Catholic Health Care in Southern Africa has changed in several ways over the past few decades. One trend is clear and documented: the inexorable decline of formal health care facilities controlled by Catholic institutions in the form of hospitals and clinics. These have either been taken over by the government or have been closed due to lack of funds. Patients can neither seek nor secure care in a Catholic health facility anymore. Another trend is the aging of religious health care providers, especially those whose membership is predominantly European. As members of such orders grow older and retire, the health care institutions they managed lose previously assured sources of funding and gradually reduce the scope of work before they finally close. No longer do any Catholic doctors serve institutions within the CATHCA network, with the exception of a single hospital in eSwatini. Even the number of nurses is slowly but surely dwindling. These trends started many years ago and will continue because of the reality of reducing numbers of Catholics who take up religious vocations and engage in health care.

Today, CATHCA is mostly made up of members belonging to small community-based organizations (CBOs) who provide community-based services which start and stop depending on the availability of funding. Few, if any, have any independent sources of funding. Almost all are dependent on grants from government or from national and international donors in order to function. They are skilled in providing specific services to community members which no one else provides such as home-based care and HIV counselling and adherence support. For this reason, they form the backbone of community-based health care services along with trained government community health workers.

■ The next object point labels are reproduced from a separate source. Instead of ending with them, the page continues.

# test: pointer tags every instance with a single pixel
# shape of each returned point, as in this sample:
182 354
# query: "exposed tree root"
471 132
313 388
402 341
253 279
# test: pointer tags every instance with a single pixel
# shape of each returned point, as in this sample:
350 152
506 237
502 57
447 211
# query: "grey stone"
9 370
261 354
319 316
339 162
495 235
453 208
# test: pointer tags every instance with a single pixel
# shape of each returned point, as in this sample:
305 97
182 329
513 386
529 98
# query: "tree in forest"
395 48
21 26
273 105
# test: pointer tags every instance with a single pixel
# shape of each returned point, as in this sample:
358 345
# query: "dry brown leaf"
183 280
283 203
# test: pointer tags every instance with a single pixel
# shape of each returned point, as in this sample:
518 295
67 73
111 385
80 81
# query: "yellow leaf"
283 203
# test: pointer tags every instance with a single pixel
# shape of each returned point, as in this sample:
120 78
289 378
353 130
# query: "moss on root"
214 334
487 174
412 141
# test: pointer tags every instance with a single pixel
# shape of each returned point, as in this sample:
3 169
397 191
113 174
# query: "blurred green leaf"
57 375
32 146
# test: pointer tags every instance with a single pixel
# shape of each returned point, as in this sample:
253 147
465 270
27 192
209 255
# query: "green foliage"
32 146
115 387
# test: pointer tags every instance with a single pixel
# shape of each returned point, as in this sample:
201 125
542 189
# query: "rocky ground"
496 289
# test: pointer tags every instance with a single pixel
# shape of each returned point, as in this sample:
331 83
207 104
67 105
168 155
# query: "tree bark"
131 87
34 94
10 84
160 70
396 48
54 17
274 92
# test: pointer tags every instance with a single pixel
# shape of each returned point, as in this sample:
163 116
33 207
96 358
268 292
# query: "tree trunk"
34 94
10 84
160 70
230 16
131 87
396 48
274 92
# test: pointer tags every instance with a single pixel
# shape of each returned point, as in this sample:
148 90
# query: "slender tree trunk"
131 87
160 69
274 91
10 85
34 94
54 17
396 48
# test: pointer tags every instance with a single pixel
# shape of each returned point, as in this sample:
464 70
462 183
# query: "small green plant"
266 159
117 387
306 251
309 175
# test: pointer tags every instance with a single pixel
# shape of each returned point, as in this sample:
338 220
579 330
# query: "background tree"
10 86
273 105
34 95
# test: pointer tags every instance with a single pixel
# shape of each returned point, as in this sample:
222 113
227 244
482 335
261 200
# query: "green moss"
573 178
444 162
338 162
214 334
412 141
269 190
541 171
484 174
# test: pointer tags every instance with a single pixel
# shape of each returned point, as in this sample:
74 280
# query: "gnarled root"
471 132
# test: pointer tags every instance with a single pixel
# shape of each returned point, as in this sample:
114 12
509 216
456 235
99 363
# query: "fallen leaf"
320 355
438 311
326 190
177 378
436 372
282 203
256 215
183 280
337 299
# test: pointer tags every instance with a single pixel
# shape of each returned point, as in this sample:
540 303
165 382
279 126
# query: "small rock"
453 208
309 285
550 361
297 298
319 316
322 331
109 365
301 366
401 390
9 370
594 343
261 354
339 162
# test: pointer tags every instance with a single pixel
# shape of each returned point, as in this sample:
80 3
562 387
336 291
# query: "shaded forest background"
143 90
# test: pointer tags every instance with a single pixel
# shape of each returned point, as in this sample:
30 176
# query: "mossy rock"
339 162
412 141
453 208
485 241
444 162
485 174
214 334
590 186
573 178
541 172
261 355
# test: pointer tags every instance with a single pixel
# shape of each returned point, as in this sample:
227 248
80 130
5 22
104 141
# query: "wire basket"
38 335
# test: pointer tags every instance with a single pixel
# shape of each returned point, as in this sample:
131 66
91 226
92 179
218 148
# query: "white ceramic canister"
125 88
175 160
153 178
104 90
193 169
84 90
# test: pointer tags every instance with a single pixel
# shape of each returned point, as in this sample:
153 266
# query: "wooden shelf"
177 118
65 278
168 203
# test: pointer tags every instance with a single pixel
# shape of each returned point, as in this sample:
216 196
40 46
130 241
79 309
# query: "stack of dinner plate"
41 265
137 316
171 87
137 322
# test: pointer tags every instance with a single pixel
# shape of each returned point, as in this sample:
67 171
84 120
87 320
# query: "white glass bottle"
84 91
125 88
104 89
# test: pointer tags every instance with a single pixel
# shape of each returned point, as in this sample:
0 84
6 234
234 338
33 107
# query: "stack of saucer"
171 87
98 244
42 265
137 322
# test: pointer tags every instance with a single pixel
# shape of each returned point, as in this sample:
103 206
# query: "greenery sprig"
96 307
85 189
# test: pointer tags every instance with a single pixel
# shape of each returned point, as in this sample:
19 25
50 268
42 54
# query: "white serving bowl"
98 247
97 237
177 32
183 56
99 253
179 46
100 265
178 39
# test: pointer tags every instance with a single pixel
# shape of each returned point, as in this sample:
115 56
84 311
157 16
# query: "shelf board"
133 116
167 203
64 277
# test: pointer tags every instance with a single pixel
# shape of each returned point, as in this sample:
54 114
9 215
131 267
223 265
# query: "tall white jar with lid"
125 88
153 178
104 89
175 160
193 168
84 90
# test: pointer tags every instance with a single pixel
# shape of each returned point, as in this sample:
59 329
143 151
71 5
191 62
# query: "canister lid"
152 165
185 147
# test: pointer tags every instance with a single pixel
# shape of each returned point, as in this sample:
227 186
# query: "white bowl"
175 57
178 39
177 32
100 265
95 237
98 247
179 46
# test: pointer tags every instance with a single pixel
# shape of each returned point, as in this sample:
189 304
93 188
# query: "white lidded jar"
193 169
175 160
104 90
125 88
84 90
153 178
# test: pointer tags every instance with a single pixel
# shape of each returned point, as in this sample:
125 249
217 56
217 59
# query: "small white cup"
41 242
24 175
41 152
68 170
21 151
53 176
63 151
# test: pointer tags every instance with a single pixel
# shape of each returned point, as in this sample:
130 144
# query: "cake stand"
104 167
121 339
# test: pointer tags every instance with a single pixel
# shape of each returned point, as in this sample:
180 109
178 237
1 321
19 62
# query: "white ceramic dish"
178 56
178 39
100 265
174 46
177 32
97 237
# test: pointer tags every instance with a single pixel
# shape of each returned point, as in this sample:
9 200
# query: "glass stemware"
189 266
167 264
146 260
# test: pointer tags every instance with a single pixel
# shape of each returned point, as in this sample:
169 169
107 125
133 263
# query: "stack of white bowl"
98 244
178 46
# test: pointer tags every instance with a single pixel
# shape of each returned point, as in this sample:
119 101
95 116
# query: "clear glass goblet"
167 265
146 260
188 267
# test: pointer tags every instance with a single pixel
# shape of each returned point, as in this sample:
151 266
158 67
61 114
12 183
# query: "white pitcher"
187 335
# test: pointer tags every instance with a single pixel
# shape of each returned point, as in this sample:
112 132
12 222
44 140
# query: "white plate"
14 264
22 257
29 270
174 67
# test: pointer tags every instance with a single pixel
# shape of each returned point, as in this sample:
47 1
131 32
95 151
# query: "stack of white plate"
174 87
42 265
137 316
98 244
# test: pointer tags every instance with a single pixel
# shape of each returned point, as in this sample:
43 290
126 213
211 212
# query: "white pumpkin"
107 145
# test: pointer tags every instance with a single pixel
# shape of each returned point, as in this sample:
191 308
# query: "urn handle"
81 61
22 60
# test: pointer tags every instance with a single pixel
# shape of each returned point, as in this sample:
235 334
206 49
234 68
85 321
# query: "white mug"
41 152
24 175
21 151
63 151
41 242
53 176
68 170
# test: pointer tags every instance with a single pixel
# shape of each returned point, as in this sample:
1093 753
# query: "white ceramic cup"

Without these cadres of grassroots workers, mortality and morbidity in South Africa would soar. Their services are increasingly appreciated and acknowledged by government, especially because access to formal health care is still quite low for the poor and marginalized.

CATHCA’s support is generally well appreciated by its members. Its periodic provincial and national conferences are appreciated by all as is the training it has provided in areas such as home-based care, Maternal and Child Health, HIV, TB and pastoral care. Much of this was made possible by grants from Catholic donors. Unfortunately, their support is slowly dwindling with some moving away from supporting health care and some away from supporting funding to South Africa which is considered better-off than other countries needing aid. This is a major risk to CATHCA since it has been reliant on funding from such Catholic donors since it was founded. Without assured funding streams, services such as capacity building for a Catholic health care network and pastoral care for health care workers, including psycho-social support, will be under threat.